Developer fined for cutting protected trees in Renton

Developers clear-cutting a Renton green space are back to work after the city forced them to stop after they cut two protected trees.

Developers leveling a popular greenspace are back to work after the city of Renton forced them to stop and pay fines for cutting two protected trees.

Homeowners chose the spot in the Tiffany Park neighborhood, because it bordered a large greenspace. People used it often to hike and walk dogs, while kids played among the large trees. Wildlife were often spotted around it.

Today, the greenspace is almost entirely brown. The residents around the 3200 block of Southeast 18th Street tried to reduce the environmental impact of the 21-acre parcel slated to become 94 new homes.

"This is a big change for this immediate area," Bill Roenicke said. "It was a very interesting woods close to the city, in the city, where people and kids could study nature untouched."
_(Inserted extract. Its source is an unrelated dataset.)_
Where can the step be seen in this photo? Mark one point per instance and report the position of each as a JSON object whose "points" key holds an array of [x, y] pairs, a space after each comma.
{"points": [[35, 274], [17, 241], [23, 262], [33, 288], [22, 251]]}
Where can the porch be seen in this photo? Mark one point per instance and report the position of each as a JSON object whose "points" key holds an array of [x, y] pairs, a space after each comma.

Roenicke moved in during the 1980's and says the area saw little change until now. The clear-cutting is hard for him and his neighbors to watch.

More than a thousand trees were leveled for about 90 new homes, but in the process, developer Henley Homes illegally cut two protected trees.
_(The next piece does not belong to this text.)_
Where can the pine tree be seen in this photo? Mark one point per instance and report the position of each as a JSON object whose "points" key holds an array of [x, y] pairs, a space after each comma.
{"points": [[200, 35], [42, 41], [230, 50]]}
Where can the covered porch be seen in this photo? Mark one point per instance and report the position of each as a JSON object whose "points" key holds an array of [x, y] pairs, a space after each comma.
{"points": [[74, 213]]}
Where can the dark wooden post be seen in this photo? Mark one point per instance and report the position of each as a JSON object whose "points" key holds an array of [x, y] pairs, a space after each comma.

"There were very few trees to be protected to begin with as a part of the mitigation process that we went through with the hearing examiner and the city and developer and lawyers. To find out that two weren't protected, you might look at that and say that's not a big deal, but really in the scheme of things these are really old growth trees, and we have two that are down," Cynthia Garlough said.

The two trees were big leaf maples, one 18 inches in diameter, the other about a third of that size. Neighbors are glad the city did something. It forced crews to stop work for a few days and pay $100 per tree in fines.
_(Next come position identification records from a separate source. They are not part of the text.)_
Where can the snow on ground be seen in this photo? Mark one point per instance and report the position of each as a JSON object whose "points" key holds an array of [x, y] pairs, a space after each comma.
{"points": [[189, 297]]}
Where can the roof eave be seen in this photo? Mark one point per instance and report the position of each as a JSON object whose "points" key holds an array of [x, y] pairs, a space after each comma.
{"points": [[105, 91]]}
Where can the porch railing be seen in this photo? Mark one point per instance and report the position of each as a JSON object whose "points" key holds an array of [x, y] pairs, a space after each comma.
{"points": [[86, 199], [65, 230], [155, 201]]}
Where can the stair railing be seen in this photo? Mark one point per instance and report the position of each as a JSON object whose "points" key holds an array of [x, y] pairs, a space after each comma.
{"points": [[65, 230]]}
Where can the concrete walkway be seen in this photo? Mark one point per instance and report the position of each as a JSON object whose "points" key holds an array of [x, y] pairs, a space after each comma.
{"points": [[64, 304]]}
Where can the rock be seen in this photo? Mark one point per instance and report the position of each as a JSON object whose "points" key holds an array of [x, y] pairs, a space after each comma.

"I didn't know if the city would do that so I was happy to see that," Garlough said.

Garlough has called this a "David and Goliath" battle, as neighbors fought the development company to protect any trees they could.

"Goliath's leash holder, if you will, the city, stepped in and found a mistake and did what they said they were going to do," Garlough said.

Developers will also have to plant 12 new trees on the project site.